Словно в пику разрухе, царящей во дворе, дом имел ухоженный и вполне гостеприимный вид: свежеокрашенные водосточные трубы окаймляли веселой желтой рамкой его каменный фасад, вымытые до блеска окна бликовали солнечными зайчиками, проемы форточек затягивали тщательно отстиранные марлевые шторки, лучше всяких москитных сеток защищающие не только от назойливой мошкары, но и от вездесущей пыли. Старательно выметенная лестница вела на увитую виноградной лозой веранду, обставленную кое-какой мебелью: продавленным двухместным диваном, журнальным столиком и двумя приземистыми табуретками. Судя по виноградным усикам, увивающим ножки табуретов, пользовались ими крайне редко.
Время было по местным меркам позднее, почти обеденное – половина двенадцатого. Солнце уже успело войти в раж и согреть землю до кусачего жара. Воздух пах раскаленным камнем, подувядшей травой и – требовательно и маняще – свежемолотым кофе. Устойчивый и непрошибаемый дух масляных, прожаренных до шоколадного блеска зерен витал над двором и заросшим сорняком садом, дразнил нюх. В доме готовились к кофепитию: журнальный столик был заставлен толстодонными плошками с крупной черешней, сладкой клубникой и терпко-приторной, стремительно темнеющей от яркого дневного света тутовой ягодой. В отдельной вазочке лежали плоды недозрелого абрикоса, рядом – блюдце с крупной солью. Есть абрикос полагалось, макая его в эту самую соль, удачно оттеняющую кислинку плода и терпковато-горький вкус молочной косточки, которую тоже можно было есть.
Скрипнула калитка, пропуская во двор двух гостий. Идущая впереди Маргарита посторонилась, церемонно уступая дорогу бабо Софе.
– И какая тебя муха укусила?! – хмыкнула та. – В обычный день бешеным бизоном затопчешь, а тут чуть ли не поклоны бьешь!
– Бабо, ты чего?
– Того, чего ты именно и заслужила, Маргарита!
Девочка обиженно дернула плечом. Полным именем ее называли, когда сердились за какие-то проступки. Пока она, надув губы, ждала, бабушка придирчиво разглядывала калитку.
– Полгода прошло, а она будто новая! Вон ведь как твой дед расстарался ради этой вертихвостки…
– Бабо! – укоризненно перебила ее девочка.
– Захрмар! – беззлобно огрызнулась старушка.
На веранду вышла хозяйка дома, но гостьи ее не замечали.
– Обязательно было мне тоже идти?! – скорчила недовольную гримасу Маргарита.
– Обязательно! – И бабо Софа сунула ей пакет, который держала под мышкой. – Сама отдашь! И извиниться не забудь!
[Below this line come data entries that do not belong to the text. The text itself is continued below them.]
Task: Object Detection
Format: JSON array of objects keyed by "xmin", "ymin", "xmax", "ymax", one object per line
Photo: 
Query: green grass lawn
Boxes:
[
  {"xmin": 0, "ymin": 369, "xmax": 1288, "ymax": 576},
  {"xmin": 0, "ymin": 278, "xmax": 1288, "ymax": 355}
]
Заметив хозяйку дома, с невозмутимым видом наблюдавшую за их перепалкой с верхней ступеньки лестницы, бабушка резко умолкла и подобралась: выпятила внушительную грудь, расправила концы накинутого на плечи нарядного шелкового платка, одернула край юбки. Пошла, важно чеканя шаг, навесив на лицо независимую мину. Проходя мимо запущенного навеса, не преминула цокнуть языком. Покачала головой, с явным осуждением окинув взглядом неухоженный сад. Проделываемая якобы исключительно для себя пантомима имела явное демонстративное намерение. Хозяйка дома, верно истолковав поведение гостьи, даже бровью не повела, но и здороваться первой не стала, хотя молодой возраст обязывал. Она стояла, сложив на груди руки, и с ледяным спокойствием ждала. Красоты она была невозможной: большеглазая, темноволосая, изящно-тонкокостная и, несмотря на небольшой рост, вся какая-то устремленная ввысь, словно застывшая на недолгое мгновение в рывке перед парением. Платье на ней было легкое и короткое, едва прикрывающее колени. Высокие боковые разрезы оголяли ноги до бедра. Запястья украшали нежно позвякивающие серебряные браслеты. Густые волосы, собранные от жары в небрежный пучок, вились крупными локонами и лезли в глаза, и она, не раздражаясь, отводила их плавным жестом от лица.